Gene Therapy Prevents Vaso-Occlusive Crises in Patients With SCD

May 14, 2024

A recent study in the New England Journal of Medicine demonstrated the efficacy of exagamglogene autotemcel (exa-cel), a CRISPR/Cas9 gene-edited cell therapy, in preventing vaso-occlusive crises in patients with sickle cell disease (SCD).

Investigators from the Children’s Hospital of Philadelphia led the trial, which included 44 patients and a median follow-up of 19.3 months. Of the 30 patients who had sufficient follow-up to be evaluated, 29 (97%) were free from vaso-occlusive crises for at least 12 consecutive months. All 30 were free from hospitalizations for vaso-occlusive crises for at least 12 consecutive months. The safety of exa-cel was comparable to treatment with hematopoietic and progenitor stem cells, and no malignancies were reported because of treatment.

Exa-cel, marketed as Casgevy by Vertex Pharmaceuticals, is the first FDA-approved therapy to utilize CRISPR-Cas9 genome editing technology. The therapy works by modifying patients’ hematopoietic stem cells to remove the gene responsible for SCD. Once reintroduced into the patient, these modified cells engraft within the bone marrow, leading to increased production of fetal hemoglobin (HbF). This in turn facilitates oxygen delivery and prevents red blood cell sickling.

Exa-Cel in Beta-Thalassemia

In a separate phase 3 study, investigators also reported promising outcomes in patients with beta-thalassemia.
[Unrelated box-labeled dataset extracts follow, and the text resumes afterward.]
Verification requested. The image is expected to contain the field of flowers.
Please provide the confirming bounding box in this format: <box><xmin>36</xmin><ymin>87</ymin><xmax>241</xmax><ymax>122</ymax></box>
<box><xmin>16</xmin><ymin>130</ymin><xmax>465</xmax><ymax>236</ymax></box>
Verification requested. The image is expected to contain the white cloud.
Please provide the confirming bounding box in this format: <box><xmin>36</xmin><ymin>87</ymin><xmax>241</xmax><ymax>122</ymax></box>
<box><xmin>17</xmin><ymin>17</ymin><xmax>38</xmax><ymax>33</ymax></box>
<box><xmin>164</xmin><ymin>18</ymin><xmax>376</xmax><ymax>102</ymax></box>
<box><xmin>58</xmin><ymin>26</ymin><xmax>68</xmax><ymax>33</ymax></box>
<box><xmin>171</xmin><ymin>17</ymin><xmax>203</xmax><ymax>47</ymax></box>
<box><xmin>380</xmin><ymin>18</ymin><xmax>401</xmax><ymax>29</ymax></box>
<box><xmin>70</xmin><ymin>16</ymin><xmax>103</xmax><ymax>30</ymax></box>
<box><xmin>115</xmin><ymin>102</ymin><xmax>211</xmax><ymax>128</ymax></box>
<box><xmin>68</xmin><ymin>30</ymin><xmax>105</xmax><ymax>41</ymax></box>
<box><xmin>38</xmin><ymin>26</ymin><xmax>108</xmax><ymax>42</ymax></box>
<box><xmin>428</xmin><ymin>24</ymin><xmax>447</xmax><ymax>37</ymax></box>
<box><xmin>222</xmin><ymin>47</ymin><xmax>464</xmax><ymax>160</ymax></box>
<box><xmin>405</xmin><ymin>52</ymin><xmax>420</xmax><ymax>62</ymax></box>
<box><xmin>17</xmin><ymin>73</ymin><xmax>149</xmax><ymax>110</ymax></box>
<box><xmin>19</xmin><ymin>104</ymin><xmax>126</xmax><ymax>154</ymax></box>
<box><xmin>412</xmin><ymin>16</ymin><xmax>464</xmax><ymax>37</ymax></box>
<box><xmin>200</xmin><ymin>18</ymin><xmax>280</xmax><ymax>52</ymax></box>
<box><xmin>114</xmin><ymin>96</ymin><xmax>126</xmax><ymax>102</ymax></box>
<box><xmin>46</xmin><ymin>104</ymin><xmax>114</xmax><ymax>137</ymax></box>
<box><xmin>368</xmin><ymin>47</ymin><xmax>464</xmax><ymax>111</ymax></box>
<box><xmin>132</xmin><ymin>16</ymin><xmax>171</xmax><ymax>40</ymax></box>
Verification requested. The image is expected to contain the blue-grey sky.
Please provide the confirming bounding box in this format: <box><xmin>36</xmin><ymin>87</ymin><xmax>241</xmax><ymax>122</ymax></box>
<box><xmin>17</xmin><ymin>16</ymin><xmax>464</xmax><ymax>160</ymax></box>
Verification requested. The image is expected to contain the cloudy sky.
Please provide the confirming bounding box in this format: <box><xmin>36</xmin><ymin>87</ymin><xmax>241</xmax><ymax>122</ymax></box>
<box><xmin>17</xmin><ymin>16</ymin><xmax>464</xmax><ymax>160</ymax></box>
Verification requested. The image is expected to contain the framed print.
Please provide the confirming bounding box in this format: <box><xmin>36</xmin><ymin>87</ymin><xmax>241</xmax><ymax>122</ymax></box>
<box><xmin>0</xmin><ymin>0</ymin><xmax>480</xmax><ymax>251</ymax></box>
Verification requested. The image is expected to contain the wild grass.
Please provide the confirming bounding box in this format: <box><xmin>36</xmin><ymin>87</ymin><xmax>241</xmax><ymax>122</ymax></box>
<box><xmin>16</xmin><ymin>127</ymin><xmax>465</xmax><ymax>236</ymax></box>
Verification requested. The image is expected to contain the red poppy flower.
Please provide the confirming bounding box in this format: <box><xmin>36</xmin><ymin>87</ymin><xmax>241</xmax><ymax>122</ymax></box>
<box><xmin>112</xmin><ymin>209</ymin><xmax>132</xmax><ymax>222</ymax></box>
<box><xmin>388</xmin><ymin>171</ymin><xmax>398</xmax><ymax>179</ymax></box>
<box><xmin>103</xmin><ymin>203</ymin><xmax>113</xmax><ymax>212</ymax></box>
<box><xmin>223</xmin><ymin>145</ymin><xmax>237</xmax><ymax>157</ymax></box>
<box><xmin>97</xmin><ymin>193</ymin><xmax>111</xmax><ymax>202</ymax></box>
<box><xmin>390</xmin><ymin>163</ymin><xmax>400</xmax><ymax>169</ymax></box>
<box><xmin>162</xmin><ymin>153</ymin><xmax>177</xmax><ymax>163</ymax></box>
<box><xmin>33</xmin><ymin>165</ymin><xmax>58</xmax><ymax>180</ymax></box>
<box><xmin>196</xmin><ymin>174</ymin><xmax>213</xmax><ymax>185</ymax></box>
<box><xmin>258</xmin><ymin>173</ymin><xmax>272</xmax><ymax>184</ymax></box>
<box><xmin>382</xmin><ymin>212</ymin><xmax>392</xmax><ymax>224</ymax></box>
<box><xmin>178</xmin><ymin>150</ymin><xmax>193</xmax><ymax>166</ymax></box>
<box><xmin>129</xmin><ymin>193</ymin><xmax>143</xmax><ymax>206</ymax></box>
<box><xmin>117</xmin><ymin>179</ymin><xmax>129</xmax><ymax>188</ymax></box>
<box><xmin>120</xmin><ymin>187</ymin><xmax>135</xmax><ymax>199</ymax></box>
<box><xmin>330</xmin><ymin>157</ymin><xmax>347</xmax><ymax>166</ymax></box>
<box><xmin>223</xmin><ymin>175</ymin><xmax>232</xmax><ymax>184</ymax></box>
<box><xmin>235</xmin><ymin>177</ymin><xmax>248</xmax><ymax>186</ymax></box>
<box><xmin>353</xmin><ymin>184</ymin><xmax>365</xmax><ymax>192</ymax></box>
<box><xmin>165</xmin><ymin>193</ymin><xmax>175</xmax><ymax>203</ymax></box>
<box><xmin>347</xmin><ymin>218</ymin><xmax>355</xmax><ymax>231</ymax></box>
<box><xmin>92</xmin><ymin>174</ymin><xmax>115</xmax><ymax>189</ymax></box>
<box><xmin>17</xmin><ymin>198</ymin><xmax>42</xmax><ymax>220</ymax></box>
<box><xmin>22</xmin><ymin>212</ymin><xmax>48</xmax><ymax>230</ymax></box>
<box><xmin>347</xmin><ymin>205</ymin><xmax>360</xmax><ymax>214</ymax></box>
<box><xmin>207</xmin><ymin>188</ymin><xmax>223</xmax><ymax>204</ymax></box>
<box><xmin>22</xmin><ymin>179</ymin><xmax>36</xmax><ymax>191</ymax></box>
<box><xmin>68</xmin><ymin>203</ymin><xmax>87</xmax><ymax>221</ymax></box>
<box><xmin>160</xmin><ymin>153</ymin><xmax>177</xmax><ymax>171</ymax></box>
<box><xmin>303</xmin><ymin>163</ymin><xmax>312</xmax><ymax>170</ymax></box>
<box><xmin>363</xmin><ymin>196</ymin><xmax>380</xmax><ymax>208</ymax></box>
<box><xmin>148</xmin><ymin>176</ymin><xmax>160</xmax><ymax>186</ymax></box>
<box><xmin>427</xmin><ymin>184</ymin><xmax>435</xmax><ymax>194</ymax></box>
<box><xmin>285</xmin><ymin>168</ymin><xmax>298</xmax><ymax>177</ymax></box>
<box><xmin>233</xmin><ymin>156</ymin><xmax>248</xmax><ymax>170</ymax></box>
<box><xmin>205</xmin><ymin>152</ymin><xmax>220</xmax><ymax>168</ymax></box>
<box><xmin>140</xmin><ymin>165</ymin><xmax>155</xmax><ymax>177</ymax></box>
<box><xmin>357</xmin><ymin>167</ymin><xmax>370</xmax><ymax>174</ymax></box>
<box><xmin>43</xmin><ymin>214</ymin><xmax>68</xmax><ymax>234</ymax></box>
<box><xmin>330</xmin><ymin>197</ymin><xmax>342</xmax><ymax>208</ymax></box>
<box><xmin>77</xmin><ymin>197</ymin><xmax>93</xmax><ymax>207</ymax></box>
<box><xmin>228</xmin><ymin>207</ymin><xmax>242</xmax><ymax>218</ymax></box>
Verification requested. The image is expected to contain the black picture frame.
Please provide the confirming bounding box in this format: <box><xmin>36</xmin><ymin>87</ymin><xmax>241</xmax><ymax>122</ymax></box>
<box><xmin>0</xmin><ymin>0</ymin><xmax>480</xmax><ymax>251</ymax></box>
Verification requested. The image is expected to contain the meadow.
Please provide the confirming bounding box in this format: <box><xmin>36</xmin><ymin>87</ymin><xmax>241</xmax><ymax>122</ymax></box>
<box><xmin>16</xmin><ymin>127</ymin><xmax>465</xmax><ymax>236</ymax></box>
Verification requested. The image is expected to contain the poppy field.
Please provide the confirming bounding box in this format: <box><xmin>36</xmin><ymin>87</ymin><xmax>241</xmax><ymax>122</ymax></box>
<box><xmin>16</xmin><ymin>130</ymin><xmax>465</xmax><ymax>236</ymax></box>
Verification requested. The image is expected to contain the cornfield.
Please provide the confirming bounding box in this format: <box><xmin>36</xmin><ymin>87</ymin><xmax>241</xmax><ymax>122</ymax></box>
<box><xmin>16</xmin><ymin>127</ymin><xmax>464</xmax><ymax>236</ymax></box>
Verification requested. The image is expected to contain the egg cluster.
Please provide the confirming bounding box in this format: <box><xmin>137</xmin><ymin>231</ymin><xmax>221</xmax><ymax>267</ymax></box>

Among the 52 participants followed for a median period of 20.4 months, 32 (91%) achieved transfusion independence following exa-cel treatment.

During this period, patients experienced a mean total hemoglobin level of 13.1 grams per deciliter (g/dL) and a mean fetal hemoglobin level of 11.9 g/dL, with fetal hemoglobin demonstrating a widespread distribution among red cells (greater than 94%). The safety profile of exa-cel was consistent with that of myeloablative busulfan conditioning and autologous hematopoietic stem cell transplantation, with no reported fatalities or incidences of cancer.

In January, FDA approved exa-cel to treat beta-thalassemia based on preliminary results of the trial.